Bibelstudie | 1. November 2022

Weisheit in der Kirche

Foto von der Nationalen Jugendkonferenz 2022 von Chris Brumbaugh-Cayford

Apostelgeschichte 19; Epheser 1:15-23

Die Nachricht von der Treue der Epheser ist bis zu Paulus vorgedrungen und hat gleichfalls Paulus Lob geerntet. Die Epheser haben alle Anzeichen dafür gegeben, dass der Glaube, der in sie gepflanzt wurde, Wurzeln geschlagen hat und weiter wächst. Aus diesem Grund ist Paulus voller Dankbarkeit. Paulus möchte jedoch auch, dass die Epheser verstehen, dass ihr Glaube nicht nur aus ihrer eigenen Anstrengung stammt; es ist Gottes Segen, der sich in ihnen manifestiert. Und so wird ihre Treue Gottes großer Macht zugeschrieben.
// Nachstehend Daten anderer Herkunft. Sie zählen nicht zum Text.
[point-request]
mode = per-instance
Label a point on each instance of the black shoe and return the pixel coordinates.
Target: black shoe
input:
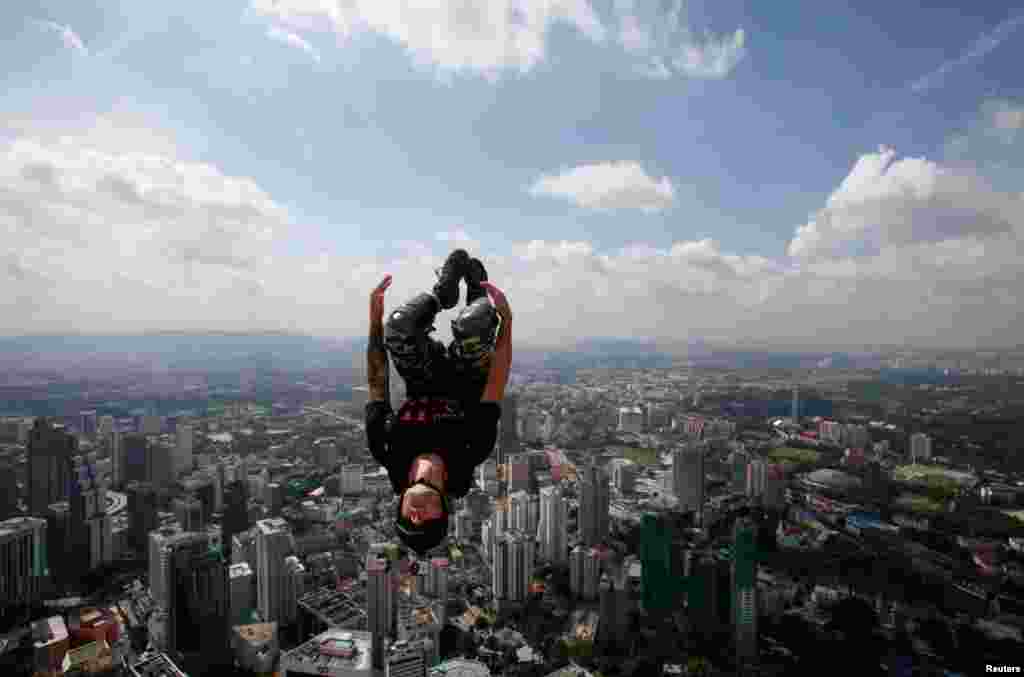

Während der Glaube der Epheser lobenswert ist, hofft Paulus auch, dass ihre Beziehung zu Gott durch die Kraft des fürbittenden Gebets nur vertieft wird. Wenn sie im Glauben reifen, betet Paulus dafür, dass sie einen Geist der Weisheit und Offenbarung empfangen, damit sie das Erbe, das sie in Christus empfangen haben, vollständiger leben können. Ein solches Vertrauen in ihr zukünftiges Erbe wird sie in die Lage versetzen, zu erkennen, wie Christus sie beruft

Geist der Weisheit und Offenbarung

Ein häufiges Thema in paulinischen Schriften ist die Erörterung „dieses Zeitalters und des kommenden Zeitalters“ (es gibt einen ähnlichen Ausdruck in Epheser 1). Jedes dieser Zeitalter hat spezifische Merkmale – dieses Zeitalter wird von Sünde und Tod kategorisiert, während das kommende Zeitalter von Erlösung und Leben kategorisiert wird.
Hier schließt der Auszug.